Meantime, the Columbus-Rexall Oil Company was the result of a merger between two separate companies of those names operating in the precious metals business in Utah, meaning they mined for gold, silver and copper, and that firm's decision to become an oil company in 1957, just after the Stoody lease was being executed and a wildcat (meaning, in geologically unproven territory) well planned.
On 7 December 1956, Robert Brooks, as vice-president of Albercalif, filed a "Notice of Intention to Drill New Well" with the state Oil and Gas Divison with the well site being determined as within a short distance of the Tannehill well. Receiving quick approval, Albercalif began operations the following day, spudding in the well in the morning and drilling down to over 350 feet. For the next 24 days, the project continued, with the well casing cemented to about 415 feet and the hole deepened down to 3750 feet by the first of the new year.

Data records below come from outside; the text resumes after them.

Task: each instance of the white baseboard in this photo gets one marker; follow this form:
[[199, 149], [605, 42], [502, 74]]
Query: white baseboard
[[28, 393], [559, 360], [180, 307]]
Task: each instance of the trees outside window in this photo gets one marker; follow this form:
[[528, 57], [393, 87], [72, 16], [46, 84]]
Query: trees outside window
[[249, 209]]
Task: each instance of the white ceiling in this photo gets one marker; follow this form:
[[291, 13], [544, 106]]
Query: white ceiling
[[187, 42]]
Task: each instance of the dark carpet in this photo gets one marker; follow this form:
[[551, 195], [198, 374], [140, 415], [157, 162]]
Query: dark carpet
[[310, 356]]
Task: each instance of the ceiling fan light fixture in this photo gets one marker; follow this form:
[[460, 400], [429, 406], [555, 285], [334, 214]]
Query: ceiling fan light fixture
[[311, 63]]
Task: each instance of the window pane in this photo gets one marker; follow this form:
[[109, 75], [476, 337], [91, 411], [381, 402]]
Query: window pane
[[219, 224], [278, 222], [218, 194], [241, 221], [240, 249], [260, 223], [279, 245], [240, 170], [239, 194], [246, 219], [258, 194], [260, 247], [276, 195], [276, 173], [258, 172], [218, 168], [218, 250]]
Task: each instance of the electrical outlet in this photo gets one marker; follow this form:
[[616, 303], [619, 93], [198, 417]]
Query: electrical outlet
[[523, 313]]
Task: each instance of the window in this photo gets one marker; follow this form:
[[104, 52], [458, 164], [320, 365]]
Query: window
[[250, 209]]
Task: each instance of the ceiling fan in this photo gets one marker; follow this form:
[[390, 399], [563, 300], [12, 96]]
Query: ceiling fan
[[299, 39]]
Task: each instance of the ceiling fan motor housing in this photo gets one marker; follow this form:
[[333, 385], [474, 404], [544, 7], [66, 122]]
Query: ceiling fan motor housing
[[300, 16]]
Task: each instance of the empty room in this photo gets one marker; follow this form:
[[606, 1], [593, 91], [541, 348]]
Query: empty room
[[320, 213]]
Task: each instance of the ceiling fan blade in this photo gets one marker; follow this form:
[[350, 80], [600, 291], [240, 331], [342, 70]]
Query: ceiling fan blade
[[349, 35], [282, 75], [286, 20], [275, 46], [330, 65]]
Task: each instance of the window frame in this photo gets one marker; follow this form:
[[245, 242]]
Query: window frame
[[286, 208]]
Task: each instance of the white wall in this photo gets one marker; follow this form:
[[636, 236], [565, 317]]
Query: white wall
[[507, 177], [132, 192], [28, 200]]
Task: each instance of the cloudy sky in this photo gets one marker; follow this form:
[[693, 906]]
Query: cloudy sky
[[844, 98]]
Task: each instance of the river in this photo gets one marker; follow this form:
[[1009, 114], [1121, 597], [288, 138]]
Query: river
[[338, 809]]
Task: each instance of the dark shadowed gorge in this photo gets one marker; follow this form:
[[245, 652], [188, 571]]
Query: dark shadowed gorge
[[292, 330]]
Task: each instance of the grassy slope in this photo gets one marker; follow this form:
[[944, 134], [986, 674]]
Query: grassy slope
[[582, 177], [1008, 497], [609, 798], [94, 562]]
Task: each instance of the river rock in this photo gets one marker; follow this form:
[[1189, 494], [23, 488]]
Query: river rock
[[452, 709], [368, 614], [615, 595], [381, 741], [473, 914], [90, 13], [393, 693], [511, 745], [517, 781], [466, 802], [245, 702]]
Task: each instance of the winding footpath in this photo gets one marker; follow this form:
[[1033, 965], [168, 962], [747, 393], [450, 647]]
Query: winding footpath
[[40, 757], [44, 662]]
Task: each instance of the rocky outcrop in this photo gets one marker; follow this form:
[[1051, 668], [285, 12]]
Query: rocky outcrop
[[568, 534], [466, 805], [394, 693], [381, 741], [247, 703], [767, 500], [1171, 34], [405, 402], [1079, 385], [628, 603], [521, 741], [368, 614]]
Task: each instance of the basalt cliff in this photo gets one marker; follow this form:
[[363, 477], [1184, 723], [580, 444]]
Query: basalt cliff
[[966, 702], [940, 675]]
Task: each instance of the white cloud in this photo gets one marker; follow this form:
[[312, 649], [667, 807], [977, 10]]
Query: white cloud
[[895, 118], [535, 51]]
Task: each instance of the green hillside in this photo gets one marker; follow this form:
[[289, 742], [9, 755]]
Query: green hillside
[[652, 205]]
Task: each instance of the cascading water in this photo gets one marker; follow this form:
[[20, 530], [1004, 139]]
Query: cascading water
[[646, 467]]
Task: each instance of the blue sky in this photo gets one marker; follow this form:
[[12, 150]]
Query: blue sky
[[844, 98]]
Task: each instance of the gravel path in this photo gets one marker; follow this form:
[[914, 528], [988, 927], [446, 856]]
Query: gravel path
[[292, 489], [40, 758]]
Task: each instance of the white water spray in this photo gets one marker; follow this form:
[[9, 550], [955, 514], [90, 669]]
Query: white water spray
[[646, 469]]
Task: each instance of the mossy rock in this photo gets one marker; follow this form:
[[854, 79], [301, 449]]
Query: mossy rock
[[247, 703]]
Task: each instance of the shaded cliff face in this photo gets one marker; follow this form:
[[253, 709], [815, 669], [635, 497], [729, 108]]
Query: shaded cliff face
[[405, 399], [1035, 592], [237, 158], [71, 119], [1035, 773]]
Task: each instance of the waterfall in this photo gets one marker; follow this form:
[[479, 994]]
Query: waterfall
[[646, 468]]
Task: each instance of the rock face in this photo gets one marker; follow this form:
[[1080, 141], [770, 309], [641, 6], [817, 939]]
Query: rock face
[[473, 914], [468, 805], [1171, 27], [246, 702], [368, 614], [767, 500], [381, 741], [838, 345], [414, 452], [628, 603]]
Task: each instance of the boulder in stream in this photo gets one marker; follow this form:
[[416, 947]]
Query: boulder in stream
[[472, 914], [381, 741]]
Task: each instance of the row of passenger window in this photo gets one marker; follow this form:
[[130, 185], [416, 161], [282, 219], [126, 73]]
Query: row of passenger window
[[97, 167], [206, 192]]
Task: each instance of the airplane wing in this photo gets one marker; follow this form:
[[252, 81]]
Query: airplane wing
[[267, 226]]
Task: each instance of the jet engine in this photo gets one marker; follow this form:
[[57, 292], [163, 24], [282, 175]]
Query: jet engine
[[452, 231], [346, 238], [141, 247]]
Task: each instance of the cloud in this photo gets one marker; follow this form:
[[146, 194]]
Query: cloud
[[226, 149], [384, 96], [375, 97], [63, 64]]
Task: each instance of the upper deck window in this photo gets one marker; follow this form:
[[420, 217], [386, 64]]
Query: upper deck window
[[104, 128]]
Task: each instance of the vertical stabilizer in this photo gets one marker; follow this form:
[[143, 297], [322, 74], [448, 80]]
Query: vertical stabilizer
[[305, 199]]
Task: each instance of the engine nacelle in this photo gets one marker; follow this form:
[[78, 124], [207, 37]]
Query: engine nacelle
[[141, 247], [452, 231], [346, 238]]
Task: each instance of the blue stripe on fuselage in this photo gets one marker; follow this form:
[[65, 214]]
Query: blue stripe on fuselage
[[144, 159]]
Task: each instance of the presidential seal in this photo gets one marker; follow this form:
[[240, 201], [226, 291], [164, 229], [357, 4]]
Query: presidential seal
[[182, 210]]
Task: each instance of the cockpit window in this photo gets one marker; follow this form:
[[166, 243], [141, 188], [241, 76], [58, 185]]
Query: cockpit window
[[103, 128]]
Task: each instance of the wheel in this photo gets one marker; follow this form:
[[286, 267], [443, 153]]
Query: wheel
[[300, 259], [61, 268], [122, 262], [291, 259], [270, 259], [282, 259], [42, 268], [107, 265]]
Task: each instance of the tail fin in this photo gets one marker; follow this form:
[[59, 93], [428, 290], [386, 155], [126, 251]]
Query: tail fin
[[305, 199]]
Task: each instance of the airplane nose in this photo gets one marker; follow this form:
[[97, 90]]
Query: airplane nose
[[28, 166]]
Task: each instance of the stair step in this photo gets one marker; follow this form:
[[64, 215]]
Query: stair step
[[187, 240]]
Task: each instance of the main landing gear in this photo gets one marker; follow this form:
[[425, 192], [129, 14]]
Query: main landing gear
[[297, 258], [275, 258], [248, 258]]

Notably, a little problem developed with Samuel Brooks and his involvement with the Columbus-Rexall Oil Company. Namely, in June 1957, that firm hired a Miami-based commodities trader and conducted an exchange of stock that purchased a Cuban oil firm, United Caribbean Oil Company--this was at the tail end of the notoriously-corrupt regime in that island nation just before the revolution of 1959 spearheaded by Fidel Castro. Stock that was transferred was assigned values for sale to investors that failed to reflect the fact that Columbus Rexall had essentially no value and the scheme of manipulation of stock value was designed to provide profit for company executives.
The Securities and Exchange Commission (SEC) then filed charges in federal court against twenty-one individuals, including Sam Brooks, for their role in the fraud. It took a few years to process the case against many of those involved, but a number of convictions and guilty pleas were obtained by 1963. Several of the defendants received two-year sentences, some suspended and changed to probation, and fines of generally around $15-20,000. Brooks was found guilty, according to an SEC publication, but his sentence was not given. In any case, this is a tangent to the Columbus Rexall Stoody well in Carbon Canyon that has some interest.
As to that well, the collapse of Columbus Rexall meant that the state's legal requirements for properly abandoning the well were not met and it can't be determined whether the well was converted to water use by Stoody or left partially closed. Within a few years, Stoody died in a 1961 plane crash on the Double S Ranch and the property sold by his widow to investors known as Carbon Canyon Properties, Inc., who then developed the Western Hills Golf Course, as well as maintained undeveloped land, on which was the well.
Fast forward about a half century from the original drilling of that well and part of the Double S Ranch is sold for a housing tract developed by Meritage Homes called Pine Valley Estates and then sold to a new developer, Warmington Homes, and refashioned as Elements at Pine Valley Estates. This subdivision sits on the hillside to the north and west of Western Hills, but there was the little matter of the improperly abandoned well site. Consequently, in 2006-07, Meritage had to go through the official process through the state of having the well properly abandoned—except that there was no way to actually fully close the well because of the incompleteness of the work back in 1957. So, the provision for Meritage to build on the parcel was that the well site had to be left undeveloped and so it remains somewhere within the gated Elements community today.